= Isireli Leweniqila =

Fijian politician

Isireli Leweniqila is a former Fijian politician, who served in the Cabinet as Minister for Information and Communications.

A former businessman and farmer, Isireli Leweniqila is the son of the veteran politician, Militoni Leweniqila.

Educated at Dudley High School and Ratu Kadavulevu School before completing a Bachelor of Arts degree at the University of the South Pacific. While a student at the Ratu Kadavulevu School, Leweniqila proved a very keen athlete, winning the intermediate boys' 800 meters race.

Leweniqila was elected to the House of Representatives in the 1999 election, winning the North East Urban for the Soqosoqo ni Vakavulewa ni Taukei Party (SVT).

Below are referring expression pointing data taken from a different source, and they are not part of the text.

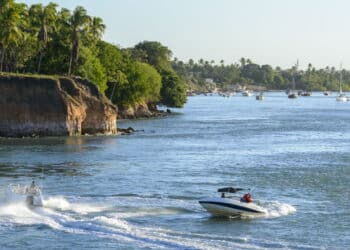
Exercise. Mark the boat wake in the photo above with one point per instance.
(103, 221)
(276, 209)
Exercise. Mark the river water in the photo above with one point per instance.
(141, 191)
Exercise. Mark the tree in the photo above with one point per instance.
(91, 68)
(142, 84)
(43, 17)
(10, 19)
(112, 59)
(78, 23)
(95, 30)
(173, 91)
(157, 55)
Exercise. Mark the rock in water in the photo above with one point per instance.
(49, 106)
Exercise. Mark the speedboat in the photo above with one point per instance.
(342, 98)
(260, 97)
(231, 205)
(246, 93)
(30, 194)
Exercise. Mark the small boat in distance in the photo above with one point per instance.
(260, 97)
(292, 94)
(305, 93)
(231, 205)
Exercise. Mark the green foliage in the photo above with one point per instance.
(153, 53)
(112, 59)
(173, 92)
(247, 72)
(140, 83)
(91, 69)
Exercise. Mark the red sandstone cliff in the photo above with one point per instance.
(49, 106)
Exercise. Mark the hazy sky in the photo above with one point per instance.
(276, 32)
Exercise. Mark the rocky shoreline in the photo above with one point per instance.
(32, 106)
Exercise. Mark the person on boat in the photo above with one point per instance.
(247, 198)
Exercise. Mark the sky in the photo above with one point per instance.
(275, 32)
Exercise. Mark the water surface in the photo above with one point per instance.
(142, 191)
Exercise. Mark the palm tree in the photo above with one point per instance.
(10, 18)
(78, 23)
(96, 28)
(43, 17)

Following a split in the SVT, he won the Macuata Fijian Communal Constituency for the Conservative Alliance in the general election of 2001, and was subsequently appointed to the coalition Cabinet as Minister for Youth, Employment Opportunities, and Sports.

In 2005, he was acquitted on charges of having been involved in the Fiji coup of 2000. Following the merger of his CAMV into the Soqosoqo Duavata ni Lewenivanua Party (SDL) in February 2006, Leweniqila retained his seat at the parliamentary election held on 6–13 May 2006, and subsequently assumed his present ministerial portfolios.